CIS countries switched to national currencies in trade

In recent years, the Commonwealth of Independent States (CIS) has implemented significant changes in the financial sector. This was reported by Zamin.uz.
According to official data announced at the end of 2025, CIS member states have mainly switched to using national currencies in mutual trade settlements. During 2024–2025, 96 percent of payments were made in national currencies.
This was stated by CIS Secretary-General Sergey Lebedev. According to Sergey Lebedev, abandoning global reserve currencies and transitioning to national currencies has become a stable trend.
A similar situation is observed in the Eurasian Economic Union, where the share of settlements in national currencies has reached 93 percent. This process indicates that dedollarization in the region is irreversible.
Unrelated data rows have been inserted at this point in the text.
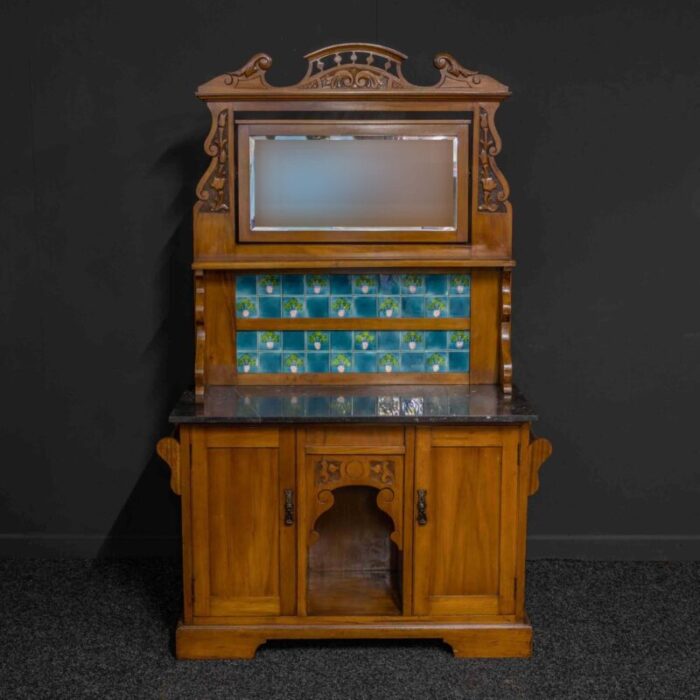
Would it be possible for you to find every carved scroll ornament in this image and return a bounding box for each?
[197,43,509,99]
[309,455,403,547]
[477,107,509,213]
[197,109,230,212]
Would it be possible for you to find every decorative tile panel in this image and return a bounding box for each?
[236,330,469,374]
[236,274,471,374]
[236,274,470,318]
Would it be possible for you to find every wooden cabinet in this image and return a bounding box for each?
[414,427,519,615]
[159,424,548,658]
[158,43,551,658]
[191,427,296,617]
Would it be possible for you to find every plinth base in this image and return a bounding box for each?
[175,622,532,659]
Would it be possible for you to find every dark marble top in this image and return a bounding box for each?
[170,385,537,424]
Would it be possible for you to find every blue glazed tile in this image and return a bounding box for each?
[449,351,469,372]
[331,297,352,318]
[425,297,449,318]
[306,331,330,352]
[353,295,377,318]
[236,352,258,374]
[236,297,258,318]
[379,275,401,295]
[306,296,329,318]
[377,352,401,374]
[377,297,401,318]
[306,396,330,416]
[352,352,377,372]
[331,352,352,374]
[236,275,257,296]
[377,331,401,350]
[282,352,306,374]
[425,275,448,295]
[258,331,282,352]
[282,275,304,296]
[257,274,281,296]
[352,396,377,416]
[282,297,305,318]
[352,275,377,294]
[450,274,471,294]
[331,331,352,352]
[236,331,258,350]
[306,275,330,296]
[401,352,425,372]
[449,331,469,350]
[260,352,282,373]
[401,273,423,294]
[282,331,304,352]
[401,295,425,318]
[330,275,352,294]
[329,396,352,416]
[258,297,282,318]
[424,352,447,372]
[306,352,330,372]
[450,297,469,317]
[401,331,425,350]
[425,331,447,350]
[354,331,377,352]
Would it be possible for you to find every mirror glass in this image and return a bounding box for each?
[249,134,458,231]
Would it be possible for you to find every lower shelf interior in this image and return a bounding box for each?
[307,571,401,615]
[306,486,401,615]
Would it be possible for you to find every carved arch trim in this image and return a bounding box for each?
[197,43,510,99]
[307,455,403,549]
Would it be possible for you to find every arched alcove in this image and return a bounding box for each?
[307,486,401,615]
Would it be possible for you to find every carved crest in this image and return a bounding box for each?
[478,108,509,213]
[197,44,509,99]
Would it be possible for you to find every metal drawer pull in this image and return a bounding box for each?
[417,489,428,525]
[284,489,294,525]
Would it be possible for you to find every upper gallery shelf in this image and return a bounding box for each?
[197,43,510,101]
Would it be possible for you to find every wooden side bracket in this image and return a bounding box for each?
[156,438,181,496]
[528,435,552,496]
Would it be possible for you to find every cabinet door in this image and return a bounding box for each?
[414,426,518,615]
[192,427,296,616]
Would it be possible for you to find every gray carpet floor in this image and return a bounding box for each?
[0,560,700,700]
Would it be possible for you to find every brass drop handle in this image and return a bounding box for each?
[284,489,294,525]
[416,489,428,525]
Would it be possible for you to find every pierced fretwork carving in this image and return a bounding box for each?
[198,43,508,99]
[477,107,509,213]
[316,459,343,485]
[369,459,394,484]
[197,109,230,212]
[297,44,410,90]
[309,455,403,548]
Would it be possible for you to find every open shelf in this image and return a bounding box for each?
[307,571,401,615]
[307,486,401,615]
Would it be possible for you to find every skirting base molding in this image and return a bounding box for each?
[0,533,700,561]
The main reason for directly switching to settlements in national currencies is related to economic security issues. According to the CIS Executive Committee, using global currencies in the current geopolitical environment is risky, with the possibility of transactions being blocked or assets frozen.
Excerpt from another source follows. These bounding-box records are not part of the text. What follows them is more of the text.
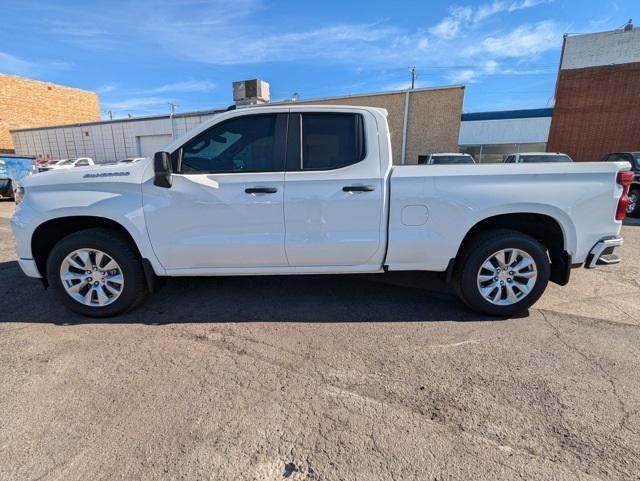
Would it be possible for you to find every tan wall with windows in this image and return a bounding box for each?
[296,86,464,164]
[0,74,100,155]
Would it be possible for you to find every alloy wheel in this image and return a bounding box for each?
[60,248,124,307]
[477,248,538,306]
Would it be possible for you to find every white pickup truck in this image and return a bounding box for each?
[12,105,632,317]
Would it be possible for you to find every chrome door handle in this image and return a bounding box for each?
[244,187,278,194]
[342,185,376,192]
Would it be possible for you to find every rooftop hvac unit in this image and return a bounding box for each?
[233,79,271,106]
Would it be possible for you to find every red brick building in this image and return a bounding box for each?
[547,29,640,161]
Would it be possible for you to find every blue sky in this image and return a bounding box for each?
[0,0,640,117]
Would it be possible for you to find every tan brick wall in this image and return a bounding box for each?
[296,87,464,164]
[0,74,100,151]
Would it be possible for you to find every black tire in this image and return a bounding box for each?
[627,188,640,217]
[453,229,550,316]
[47,228,148,317]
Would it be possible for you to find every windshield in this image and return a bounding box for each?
[431,155,475,164]
[520,154,571,163]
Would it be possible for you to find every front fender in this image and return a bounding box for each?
[11,183,164,275]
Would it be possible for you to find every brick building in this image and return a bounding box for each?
[547,28,640,161]
[0,74,100,155]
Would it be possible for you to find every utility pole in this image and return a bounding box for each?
[409,66,416,90]
[169,102,177,139]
The transition to national currencies has created a stable system that ensures economic independence. The process of financial sovereignty is progressing alongside the growth of the real economy.
According to statistical data, over the past four years, the volume of goods exchange within the CIS has increased by 18 percent. By the end of 2024, the gross domestic product of CIS countries grew by 4.5 percent.
The agreements that laid the foundation for the current achievements of the CIS were signed quite some time ago. Notably, the Free Trade Area agreement reduced customs duties and other barriers, facilitating settlements in national currencies.
This has helped reduce the costs of cross-border operations. It is worth recalling that the initial agreement to create a Payment Union among CIS countries was signed in 1994.
However, the infrastructure for mass settlements in national currencies was fully formed and began to operate effectively by 2024.